At most multifamily properties, leasing associates take time out of their day to step away from the desk to show prospects around model units. What if you could turbocharge that process to robot-level efficiency by introducing an actual robot? Exciting idea — or would it do more harm than good? Those were the big questions explored during a provocative panel on Day Two of AIM | 18.
Panelists brought a wide range of experience and expertise from the field. Beckwith-Taylor dove in with the story of his initial experience with robots: chatbots. “This low-risk marketing tool was presented to us about a year ago,” he said. “Of course there was some fear: Why would we allow a bot to interact with our customers? What we love is that it provides our customers with a 24/7 means of getting immediate responses to questions. We programmed it to give answers to any questions.”Download Presentation
Beckwith-Taylor noted that chatbots have reduced average response time from seven hours to zero hours. “Literally, the robot responds instantly,” he said. “Most conversations are initiated after 9:00 pm. The average cost per lead is about $2.17. Average conversion time is about two minutes.”
The bot also plays an important role in lead attribution, he said. “We can identify exactly where the leads come from now. It’s also about overall lead quality — agents get copied on the exact correspondence with a customer. This gives them confidence to approach and have a sales pitch.”
Fickert expanded on the idea with a plug for Facebook Messenger-powered ads. “Ninety percent of messages on Facebook Messenger get read,” she said. “People treat them just like text messages. Even with Mark Zuckerberg being in trouble recently, absolutely nothing has dropped off on Facebook.”
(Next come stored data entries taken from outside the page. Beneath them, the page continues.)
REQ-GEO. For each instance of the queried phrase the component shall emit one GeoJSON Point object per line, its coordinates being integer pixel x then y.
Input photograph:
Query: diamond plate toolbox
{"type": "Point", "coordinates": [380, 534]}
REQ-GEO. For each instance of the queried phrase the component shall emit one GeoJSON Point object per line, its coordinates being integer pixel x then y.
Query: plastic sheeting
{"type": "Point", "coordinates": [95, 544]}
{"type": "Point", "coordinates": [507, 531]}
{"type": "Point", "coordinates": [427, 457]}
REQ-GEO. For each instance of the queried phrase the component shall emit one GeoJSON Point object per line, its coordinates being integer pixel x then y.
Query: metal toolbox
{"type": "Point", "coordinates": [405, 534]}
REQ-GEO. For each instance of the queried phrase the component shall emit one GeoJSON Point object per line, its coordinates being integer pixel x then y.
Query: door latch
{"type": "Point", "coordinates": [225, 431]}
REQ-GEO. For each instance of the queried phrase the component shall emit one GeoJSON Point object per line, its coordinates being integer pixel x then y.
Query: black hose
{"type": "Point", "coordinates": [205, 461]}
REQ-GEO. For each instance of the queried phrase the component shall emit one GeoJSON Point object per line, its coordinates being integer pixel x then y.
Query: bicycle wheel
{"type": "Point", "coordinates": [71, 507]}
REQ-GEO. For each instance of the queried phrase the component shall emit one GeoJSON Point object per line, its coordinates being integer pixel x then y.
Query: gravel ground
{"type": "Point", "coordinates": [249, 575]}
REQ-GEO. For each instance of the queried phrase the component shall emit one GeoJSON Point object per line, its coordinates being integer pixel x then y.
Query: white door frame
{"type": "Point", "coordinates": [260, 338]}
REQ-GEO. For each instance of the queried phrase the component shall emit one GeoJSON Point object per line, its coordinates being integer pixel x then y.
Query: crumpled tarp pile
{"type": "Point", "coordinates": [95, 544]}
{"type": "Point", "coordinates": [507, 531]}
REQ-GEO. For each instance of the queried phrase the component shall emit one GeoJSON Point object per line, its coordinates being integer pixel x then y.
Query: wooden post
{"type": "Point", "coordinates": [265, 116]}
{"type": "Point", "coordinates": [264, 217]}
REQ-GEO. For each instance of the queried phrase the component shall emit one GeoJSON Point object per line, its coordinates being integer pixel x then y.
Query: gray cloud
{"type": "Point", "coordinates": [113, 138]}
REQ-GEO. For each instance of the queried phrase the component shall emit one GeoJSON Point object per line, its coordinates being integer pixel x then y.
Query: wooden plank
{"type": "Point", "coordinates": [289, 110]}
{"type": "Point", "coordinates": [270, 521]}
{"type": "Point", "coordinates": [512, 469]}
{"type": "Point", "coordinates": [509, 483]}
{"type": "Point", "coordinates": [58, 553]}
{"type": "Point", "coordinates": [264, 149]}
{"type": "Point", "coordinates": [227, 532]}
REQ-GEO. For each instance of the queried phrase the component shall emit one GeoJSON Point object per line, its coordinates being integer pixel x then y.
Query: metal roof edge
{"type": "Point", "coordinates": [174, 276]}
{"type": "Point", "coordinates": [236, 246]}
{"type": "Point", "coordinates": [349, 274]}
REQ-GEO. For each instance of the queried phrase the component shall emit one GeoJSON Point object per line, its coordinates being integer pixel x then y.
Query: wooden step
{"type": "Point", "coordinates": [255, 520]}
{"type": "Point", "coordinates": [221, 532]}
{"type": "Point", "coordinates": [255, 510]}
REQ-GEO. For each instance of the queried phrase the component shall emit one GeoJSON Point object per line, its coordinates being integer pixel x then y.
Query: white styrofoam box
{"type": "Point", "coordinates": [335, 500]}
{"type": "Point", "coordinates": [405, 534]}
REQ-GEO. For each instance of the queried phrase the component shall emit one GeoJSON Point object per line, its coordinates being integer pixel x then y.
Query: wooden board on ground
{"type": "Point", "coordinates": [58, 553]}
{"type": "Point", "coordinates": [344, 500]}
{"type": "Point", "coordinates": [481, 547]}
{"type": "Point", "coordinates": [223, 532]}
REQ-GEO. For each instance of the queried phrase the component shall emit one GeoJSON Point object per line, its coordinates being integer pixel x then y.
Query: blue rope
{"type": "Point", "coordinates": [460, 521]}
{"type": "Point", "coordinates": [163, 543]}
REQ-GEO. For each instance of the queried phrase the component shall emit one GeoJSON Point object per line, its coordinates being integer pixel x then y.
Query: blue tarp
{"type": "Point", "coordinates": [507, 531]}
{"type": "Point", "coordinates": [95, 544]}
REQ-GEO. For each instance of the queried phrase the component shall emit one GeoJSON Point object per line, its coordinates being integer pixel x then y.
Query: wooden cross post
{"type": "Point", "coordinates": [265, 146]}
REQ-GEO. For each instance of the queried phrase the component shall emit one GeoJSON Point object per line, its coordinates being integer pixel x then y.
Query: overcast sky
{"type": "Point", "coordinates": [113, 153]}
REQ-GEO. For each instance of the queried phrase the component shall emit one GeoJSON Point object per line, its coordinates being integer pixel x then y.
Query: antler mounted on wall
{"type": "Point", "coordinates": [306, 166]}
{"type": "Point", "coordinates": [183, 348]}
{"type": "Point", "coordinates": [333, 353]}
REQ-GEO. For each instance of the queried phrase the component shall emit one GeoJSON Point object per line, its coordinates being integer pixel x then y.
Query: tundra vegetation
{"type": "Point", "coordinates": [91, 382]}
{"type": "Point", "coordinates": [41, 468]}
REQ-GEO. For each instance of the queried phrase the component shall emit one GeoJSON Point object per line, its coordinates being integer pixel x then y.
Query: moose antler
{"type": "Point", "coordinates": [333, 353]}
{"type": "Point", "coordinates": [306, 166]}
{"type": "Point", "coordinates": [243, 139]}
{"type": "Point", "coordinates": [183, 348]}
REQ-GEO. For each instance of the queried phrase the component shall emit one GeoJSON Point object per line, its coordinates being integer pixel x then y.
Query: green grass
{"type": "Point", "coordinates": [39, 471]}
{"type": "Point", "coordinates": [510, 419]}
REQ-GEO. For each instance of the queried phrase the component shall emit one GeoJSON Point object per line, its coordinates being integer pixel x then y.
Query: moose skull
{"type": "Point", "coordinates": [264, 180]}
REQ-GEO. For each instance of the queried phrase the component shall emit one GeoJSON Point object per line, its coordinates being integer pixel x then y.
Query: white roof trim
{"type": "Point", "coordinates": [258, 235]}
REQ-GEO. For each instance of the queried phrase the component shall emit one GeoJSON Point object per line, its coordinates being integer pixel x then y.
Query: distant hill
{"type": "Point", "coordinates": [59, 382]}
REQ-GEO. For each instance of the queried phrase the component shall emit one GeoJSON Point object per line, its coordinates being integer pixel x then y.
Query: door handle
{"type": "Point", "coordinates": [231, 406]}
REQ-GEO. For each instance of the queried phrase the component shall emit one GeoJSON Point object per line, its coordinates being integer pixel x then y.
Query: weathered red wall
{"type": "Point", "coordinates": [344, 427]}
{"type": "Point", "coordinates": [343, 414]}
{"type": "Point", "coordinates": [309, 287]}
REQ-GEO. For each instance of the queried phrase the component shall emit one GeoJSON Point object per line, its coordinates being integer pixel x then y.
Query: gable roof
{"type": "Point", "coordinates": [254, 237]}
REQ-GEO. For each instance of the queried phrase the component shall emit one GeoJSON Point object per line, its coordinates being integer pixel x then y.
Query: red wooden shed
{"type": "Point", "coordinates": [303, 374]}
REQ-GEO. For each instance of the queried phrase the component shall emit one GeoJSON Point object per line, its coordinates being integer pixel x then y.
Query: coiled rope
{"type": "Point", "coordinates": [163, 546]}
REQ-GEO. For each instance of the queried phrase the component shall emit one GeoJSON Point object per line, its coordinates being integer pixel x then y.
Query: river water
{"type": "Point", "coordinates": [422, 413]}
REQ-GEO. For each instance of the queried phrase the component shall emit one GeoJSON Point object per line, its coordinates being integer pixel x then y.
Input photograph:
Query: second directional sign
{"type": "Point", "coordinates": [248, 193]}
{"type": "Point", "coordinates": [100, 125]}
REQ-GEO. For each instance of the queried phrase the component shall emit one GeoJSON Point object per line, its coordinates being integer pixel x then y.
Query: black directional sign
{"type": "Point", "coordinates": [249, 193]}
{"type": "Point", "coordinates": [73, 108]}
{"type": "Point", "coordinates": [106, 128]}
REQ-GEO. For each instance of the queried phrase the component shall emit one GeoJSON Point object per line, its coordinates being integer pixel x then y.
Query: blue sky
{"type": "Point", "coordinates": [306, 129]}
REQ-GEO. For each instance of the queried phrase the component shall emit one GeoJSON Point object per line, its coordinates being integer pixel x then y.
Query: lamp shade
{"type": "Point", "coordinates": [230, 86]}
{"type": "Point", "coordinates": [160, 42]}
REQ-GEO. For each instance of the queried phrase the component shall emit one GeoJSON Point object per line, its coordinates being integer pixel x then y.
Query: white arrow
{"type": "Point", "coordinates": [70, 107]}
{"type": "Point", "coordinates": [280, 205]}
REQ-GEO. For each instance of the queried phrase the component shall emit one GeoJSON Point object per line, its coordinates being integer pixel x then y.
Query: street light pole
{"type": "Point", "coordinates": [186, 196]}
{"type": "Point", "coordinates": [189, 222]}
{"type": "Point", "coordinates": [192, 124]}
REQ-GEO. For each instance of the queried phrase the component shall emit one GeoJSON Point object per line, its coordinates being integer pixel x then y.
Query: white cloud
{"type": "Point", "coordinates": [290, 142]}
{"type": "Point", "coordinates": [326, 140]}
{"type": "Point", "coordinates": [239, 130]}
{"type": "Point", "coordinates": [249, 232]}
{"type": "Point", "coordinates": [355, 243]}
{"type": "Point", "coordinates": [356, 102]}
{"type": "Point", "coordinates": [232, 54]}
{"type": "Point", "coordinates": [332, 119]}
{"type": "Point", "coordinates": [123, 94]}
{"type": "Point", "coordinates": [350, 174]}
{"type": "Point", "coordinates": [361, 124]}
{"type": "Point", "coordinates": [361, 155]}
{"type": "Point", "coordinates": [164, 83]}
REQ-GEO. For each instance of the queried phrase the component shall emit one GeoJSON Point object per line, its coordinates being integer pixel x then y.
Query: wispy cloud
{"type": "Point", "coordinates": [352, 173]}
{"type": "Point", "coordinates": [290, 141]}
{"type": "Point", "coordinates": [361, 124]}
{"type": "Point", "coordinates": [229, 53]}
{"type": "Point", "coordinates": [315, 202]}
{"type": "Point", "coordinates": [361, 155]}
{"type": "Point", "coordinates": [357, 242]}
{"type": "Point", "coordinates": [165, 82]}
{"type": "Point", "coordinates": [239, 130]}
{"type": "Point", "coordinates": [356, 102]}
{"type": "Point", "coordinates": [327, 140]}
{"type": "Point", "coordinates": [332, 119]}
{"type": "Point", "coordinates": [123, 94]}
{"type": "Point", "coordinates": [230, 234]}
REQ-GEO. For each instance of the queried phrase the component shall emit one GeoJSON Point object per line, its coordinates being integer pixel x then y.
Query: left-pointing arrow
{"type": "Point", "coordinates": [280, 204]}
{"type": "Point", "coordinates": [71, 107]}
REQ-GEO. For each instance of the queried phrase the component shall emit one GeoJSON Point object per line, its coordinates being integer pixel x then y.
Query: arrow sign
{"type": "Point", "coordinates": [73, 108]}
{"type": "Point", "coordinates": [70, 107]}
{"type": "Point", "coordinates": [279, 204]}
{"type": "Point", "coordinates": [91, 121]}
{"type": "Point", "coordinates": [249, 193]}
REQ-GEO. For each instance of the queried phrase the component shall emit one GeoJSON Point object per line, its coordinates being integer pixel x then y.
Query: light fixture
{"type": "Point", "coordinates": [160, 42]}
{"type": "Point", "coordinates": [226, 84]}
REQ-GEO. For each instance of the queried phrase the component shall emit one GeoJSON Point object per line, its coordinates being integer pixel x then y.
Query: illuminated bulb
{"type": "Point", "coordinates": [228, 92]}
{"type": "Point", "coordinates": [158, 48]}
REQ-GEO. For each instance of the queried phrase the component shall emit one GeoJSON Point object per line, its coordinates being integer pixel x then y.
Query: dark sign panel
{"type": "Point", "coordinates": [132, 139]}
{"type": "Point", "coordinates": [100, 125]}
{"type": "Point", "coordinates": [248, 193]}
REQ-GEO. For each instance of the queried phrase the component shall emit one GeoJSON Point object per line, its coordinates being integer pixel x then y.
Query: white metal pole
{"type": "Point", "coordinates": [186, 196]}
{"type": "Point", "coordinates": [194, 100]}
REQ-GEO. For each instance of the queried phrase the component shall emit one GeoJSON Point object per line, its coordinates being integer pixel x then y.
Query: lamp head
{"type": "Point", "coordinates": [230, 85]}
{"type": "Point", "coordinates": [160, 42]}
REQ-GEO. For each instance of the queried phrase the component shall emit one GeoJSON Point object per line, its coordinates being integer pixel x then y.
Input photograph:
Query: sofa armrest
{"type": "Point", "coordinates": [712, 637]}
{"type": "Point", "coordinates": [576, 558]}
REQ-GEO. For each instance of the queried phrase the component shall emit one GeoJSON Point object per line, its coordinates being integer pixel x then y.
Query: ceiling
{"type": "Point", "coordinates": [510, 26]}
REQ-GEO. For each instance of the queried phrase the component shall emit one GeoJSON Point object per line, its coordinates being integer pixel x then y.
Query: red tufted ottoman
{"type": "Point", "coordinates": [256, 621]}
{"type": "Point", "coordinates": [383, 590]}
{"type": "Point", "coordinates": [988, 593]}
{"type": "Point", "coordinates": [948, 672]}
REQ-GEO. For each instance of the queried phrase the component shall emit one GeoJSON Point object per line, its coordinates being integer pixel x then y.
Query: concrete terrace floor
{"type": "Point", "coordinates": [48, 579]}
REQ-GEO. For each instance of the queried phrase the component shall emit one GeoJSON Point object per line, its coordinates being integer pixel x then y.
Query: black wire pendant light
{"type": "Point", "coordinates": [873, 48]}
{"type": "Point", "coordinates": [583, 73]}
The panel also briefly touched on email marketing which they view as a tried-and-true, “unsexy” but reliable cornerstone of the digital marketing strategy. They also discussed their experiences with more “out there” technologies: self-service apartment tours and AI-powered websites.
Several on the panel and in the audience expressed popular objections: That it feels “cold,” that it’s a missed opportunity to showcase key features of a unit or that allowing prospects to walk through the property unattended may lead to theft or vandalism.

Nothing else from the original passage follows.